PiS wymyślił kolejne hasło: chcemy mieć płace jak na Zachodzie, a ceny jak na Wschodzie – mówią Kaczyński i Morawiecki. Trudno wymyślić większą głupotę, ale ci panowie dobrze wyczuwają nastroje i może „prosty lud to kupi”?

Za granicą trwają zaloty polsko-amerykańskie. Prezydent Andrzej Duda wybiera się w czerwcu do Stanów Zjednoczonych, gdzie może trafić do Białego Domu (tym razem może znaleźć się dla niego krzesło), by przypieczętować zwiększoną obecność militarną USA w Polsce.
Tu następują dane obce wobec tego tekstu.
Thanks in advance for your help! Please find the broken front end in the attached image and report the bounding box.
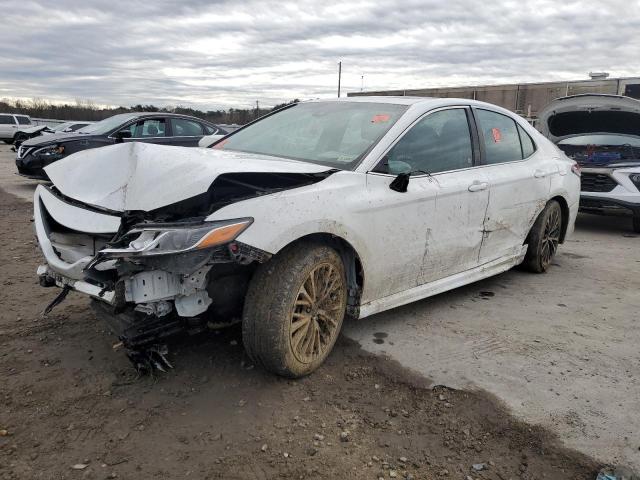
[34,184,270,370]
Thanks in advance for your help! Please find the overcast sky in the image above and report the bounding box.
[0,0,638,110]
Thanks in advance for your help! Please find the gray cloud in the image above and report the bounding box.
[0,0,638,109]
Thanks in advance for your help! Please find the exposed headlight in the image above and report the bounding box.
[100,218,253,257]
[33,144,65,159]
[629,173,640,190]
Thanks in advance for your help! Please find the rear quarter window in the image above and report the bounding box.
[517,124,536,158]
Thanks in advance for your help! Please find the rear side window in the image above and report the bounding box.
[476,109,522,164]
[170,118,203,136]
[204,124,218,135]
[0,115,14,125]
[518,124,536,158]
[16,116,31,125]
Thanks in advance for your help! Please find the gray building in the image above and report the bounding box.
[348,76,640,121]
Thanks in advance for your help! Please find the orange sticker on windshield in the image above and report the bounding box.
[491,128,502,143]
[371,114,391,123]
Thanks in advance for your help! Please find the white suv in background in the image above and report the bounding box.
[538,94,640,232]
[0,113,33,144]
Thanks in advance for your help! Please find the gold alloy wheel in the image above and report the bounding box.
[289,263,345,363]
[541,205,561,268]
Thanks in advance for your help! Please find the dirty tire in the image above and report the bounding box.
[522,200,562,273]
[13,133,28,146]
[633,215,640,233]
[242,243,347,378]
[3,140,12,144]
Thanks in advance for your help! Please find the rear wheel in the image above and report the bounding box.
[522,200,562,273]
[633,214,640,233]
[242,243,347,377]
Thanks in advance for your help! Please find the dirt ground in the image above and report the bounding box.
[0,174,600,478]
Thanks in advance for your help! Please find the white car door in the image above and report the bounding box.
[365,107,489,295]
[0,114,17,139]
[473,108,557,263]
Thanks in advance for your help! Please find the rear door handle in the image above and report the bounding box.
[468,181,488,192]
[534,169,554,178]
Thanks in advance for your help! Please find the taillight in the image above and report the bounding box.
[571,163,581,177]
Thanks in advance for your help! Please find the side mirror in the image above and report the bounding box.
[114,130,132,143]
[387,159,412,175]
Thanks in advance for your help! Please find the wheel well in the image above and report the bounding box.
[550,195,570,243]
[276,233,364,318]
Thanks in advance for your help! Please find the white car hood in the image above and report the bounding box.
[44,142,330,212]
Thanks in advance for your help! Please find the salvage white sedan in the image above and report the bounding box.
[34,97,580,376]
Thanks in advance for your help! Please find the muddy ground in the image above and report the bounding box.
[0,182,602,478]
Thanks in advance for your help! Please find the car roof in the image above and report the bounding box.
[125,111,214,125]
[309,96,434,106]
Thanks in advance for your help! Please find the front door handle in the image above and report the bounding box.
[468,181,488,192]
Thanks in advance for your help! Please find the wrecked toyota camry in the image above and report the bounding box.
[538,94,640,232]
[35,97,580,377]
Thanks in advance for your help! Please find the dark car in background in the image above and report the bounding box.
[16,112,227,179]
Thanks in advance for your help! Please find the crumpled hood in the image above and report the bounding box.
[44,142,330,212]
[22,131,87,147]
[538,94,640,143]
[17,125,48,135]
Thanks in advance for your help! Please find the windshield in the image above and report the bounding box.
[558,134,640,147]
[77,113,138,135]
[218,102,407,169]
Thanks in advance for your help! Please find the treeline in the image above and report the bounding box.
[0,98,299,125]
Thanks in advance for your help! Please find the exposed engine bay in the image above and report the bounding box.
[35,147,337,372]
[558,142,640,167]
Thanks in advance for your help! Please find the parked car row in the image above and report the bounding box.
[12,120,95,147]
[31,97,580,375]
[15,112,228,179]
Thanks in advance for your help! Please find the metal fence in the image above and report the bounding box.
[348,76,640,121]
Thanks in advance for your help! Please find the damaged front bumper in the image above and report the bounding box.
[34,184,270,350]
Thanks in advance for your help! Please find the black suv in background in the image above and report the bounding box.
[15,112,227,180]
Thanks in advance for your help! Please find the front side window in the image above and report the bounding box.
[475,109,523,164]
[218,102,407,170]
[133,119,166,137]
[16,116,31,125]
[0,115,14,125]
[378,108,474,175]
[170,118,203,136]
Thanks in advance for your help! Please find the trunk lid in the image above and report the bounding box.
[44,142,331,212]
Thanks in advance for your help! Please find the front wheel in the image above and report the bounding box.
[13,133,29,146]
[242,243,347,377]
[522,200,562,273]
[632,214,640,233]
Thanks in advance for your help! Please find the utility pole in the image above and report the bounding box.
[361,75,364,92]
[337,61,342,98]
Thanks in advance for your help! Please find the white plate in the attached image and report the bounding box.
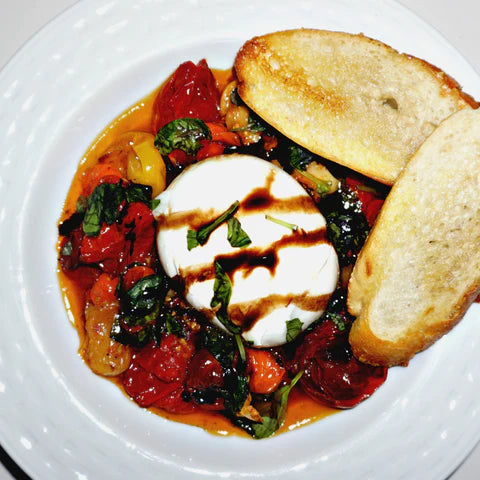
[1,0,480,478]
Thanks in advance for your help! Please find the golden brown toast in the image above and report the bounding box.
[348,108,480,366]
[234,29,477,185]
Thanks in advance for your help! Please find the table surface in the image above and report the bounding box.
[1,0,479,478]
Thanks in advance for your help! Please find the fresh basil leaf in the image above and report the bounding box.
[197,201,239,246]
[223,373,249,414]
[82,183,123,236]
[321,183,370,267]
[211,261,241,334]
[286,318,303,343]
[289,145,314,171]
[265,214,298,232]
[151,198,161,210]
[227,217,251,248]
[235,334,246,363]
[202,324,236,368]
[154,118,211,156]
[187,229,199,250]
[165,311,186,338]
[251,371,303,439]
[188,201,240,249]
[125,183,153,205]
[82,184,105,236]
[122,274,163,316]
[102,183,125,225]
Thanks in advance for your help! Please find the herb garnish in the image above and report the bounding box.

Jakie będą korzyści – wiadomo, jakie koszty finansowe i polityczne – to się dopiero okaże. Jak zareaguje Europa, Rosja, na ile solidnym i przewidywalnym partnerem jest Donald Trump?

Polska liczy na to, że prezydent USA weźmie udział w obchodach 80. rocznicy wybuchu II wojny światowej w Warszawie, Trump dobrze wspomina poprzednią wizytę. Jego obecność miałaby zachęcić do udziału przywódców innych państw, oczy świata byłyby zwrócone ku Warszawie, co w sumie byłoby przedwyborczym podarunkiem Zachodu dla rządu polskiego. Wtedy trudniej byłoby mówić, że na arenie międzynarodowej jest izolowana.

Jak przyjedzie prezydent „Hameryki”, to prosty lud z radością to kupi. Wszak jeszcze niedawno Waszyngton beształ Warszawę za ograniczanie wolności słowa (zagrożenie TVN) czy ustawę o IPN. Teraz zamiast kary może być nagroda. Tak przynajmniej to odbiorą „straszni mieszczanie”.